No, average statistical power is not as high as you think: Tracing a statistical error as it spreads through the literature

https://statmodeling.stat.columbia.edu/2020/05/18/no-average-statistical-power-is-not-as-high-as-you-think-tracing-a-statistical-error-as-it-spreads-through-the-literature/

I was reading this recently published article by Sakaluk et al. and came across a striking claim:

Despite recommendations that studies be conducted with 80% power for the expected effect size, recent reviews have found that the average social science study possesses only a 44% chance of detecting an existing medium-sized true effect (Szucs & Ioannidis, 2017).

I noticed this not because the claimed 44% was so low but because it was so high! I strongly doubt that the average social science study possesses a power of anything close to 44%. Why? Because 44% is close to 50%, and a study will have power of 50% if the true effect is 2 standard errors away from zero. I doubt that typical studies have such large effects.

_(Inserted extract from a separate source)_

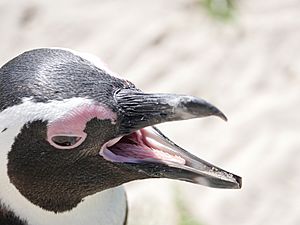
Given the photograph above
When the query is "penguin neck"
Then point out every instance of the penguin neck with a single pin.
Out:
(107, 207)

I was curious where the 44% came from, so I looked up the Szucs and Ioannidis article, “Empirical assessment of published effect sizes and power in the recent cognitive neuroscience and psychology literature.” Here’s the relevant passage from the abstract:

We have empirically assessed the distribution of published effect sizes and estimated power by analyzing 26,841 statistical records from 3,801 cognitive neuroscience and psychology papers published recently. The reported median effect size was D = 0.93 (interquartile range: 0.64–1.46) for nominally statistically significant results and D = 0.24 (0.11–0.42) for nonsignificant results. Median power to detect small, medium, and large effects was 0.12, 0.44, and 0.73, reflecting no improvement through the past half-century.

This is fine—but I don’t think most effect sizes are so large. To put it another way, what they call a “medium effect,” I would call a huge effect. So, realistically, power will be much much less than 44%.

This is important, because if researchers come into a study with the seemingly humble expectation of 44% power, then they’ll expect that they’ll get “p less than 0.05” about half the time, and if they don’t they’ll think that something went wrong. Actually, though, the only way that researchers have been having such a high apparent success rate in the past is from forking paths. The expectation of 44% power has bad consequences.